French economist Thomas Piketty's South African connection
When Thomas Piketty's 700-page work, Capital in the Twenty-First Century appeared on the market early in 2014, the French economist gained fame overnight. Besides the book's topic, inequality, there is a particularly pertinent second reason why local readers would be interested in it: the book's opening scene is the South African labour market.
"On August 16, 2012," writes Piketty in the very first line, "the South African police intervened in a labour conflict between workers at the Marikana platinum mine near Johannesburg and the mine's owners: the stockholders of Lonmin, Inc., based in London." To his readers, Piketty presents the death of the 34 mine workers that day as the result of an economic conflict: workers rebelled against an unacceptably unequal division of income and wealth between them and the mine's owners.

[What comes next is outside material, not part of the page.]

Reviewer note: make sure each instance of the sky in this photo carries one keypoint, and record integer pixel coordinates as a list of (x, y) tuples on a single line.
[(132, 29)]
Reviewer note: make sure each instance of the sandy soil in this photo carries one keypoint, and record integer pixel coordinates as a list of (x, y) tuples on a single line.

However, upon closer inspection than Piketty affords it, important reasons to doubt the soundness of such a simple explanation for the Marikana strike and deaths come to the fore.

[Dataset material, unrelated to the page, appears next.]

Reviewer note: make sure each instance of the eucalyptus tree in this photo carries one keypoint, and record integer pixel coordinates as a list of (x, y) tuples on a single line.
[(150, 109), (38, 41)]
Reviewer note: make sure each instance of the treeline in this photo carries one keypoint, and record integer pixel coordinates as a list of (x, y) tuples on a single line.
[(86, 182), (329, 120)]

A good place to start is the question of the strikers' actual remuneration. Piketty's case rests on a reported base pay of R5 500 per month per worker. But as pointed out in the October 2012 issue of this publication, the strikers' remuneration was in fact substantially higher than that. The actual guaranteed remuneration package of a Lonmin rock-drill operator - and rock-drill operators played a major part in the strike - was about R10 500 per month (excluding bonuses, overtime, etc.), almost double Piketty's base pay amount. With remuneration of at least R10 500 per month for most, the strikers were, in fact, remunerated substantially better than many other members of the South African labour force.

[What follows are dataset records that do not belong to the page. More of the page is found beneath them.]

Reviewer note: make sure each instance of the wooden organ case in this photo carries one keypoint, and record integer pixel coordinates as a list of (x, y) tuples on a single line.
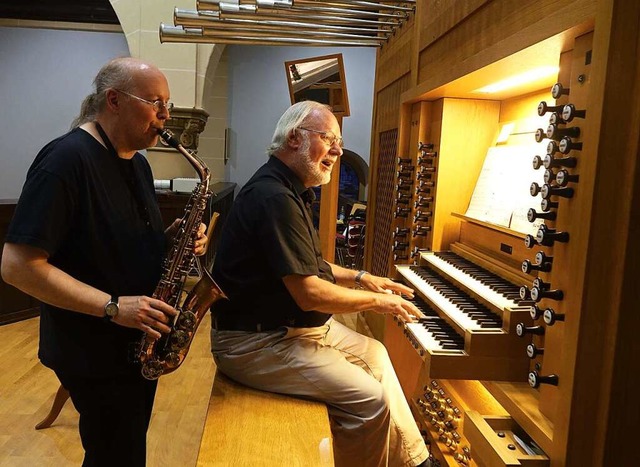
[(528, 355)]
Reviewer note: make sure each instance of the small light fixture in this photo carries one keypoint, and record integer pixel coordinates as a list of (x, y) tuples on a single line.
[(517, 80), (505, 132)]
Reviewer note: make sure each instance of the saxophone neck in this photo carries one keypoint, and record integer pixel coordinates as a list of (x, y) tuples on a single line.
[(201, 168)]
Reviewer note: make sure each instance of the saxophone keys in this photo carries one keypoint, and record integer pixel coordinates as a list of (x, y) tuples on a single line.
[(173, 360), (187, 321), (178, 340), (152, 370)]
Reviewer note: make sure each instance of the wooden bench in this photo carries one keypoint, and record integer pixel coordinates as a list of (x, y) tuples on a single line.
[(247, 427)]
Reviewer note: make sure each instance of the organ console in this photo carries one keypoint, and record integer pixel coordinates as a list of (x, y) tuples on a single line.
[(493, 378)]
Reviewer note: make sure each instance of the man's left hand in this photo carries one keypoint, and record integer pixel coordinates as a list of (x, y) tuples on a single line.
[(384, 285)]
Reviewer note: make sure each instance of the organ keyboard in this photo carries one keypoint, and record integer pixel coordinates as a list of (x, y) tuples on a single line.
[(462, 336), (476, 280)]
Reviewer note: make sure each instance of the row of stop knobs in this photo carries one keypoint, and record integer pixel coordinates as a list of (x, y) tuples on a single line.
[(414, 198), (558, 178), (444, 417)]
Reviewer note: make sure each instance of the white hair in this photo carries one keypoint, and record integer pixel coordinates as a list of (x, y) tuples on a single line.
[(291, 119)]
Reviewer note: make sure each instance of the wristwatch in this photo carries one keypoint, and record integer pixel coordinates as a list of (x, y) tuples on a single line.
[(358, 278), (111, 308)]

Moreover, another disruptive strike at the time, at Kumba's Sishen iron ore mine, ostensibly also for higher wages, shows how cautiously one must go about judging a strike by participants' overt demands. The Kumba strike took place only months after 6 000 of that mine's employees each received R560 000 in addition to their salaries as part of an employee share ownership plan. Apparently, strikes can happen even after workers have share greatly in shareholders' gains.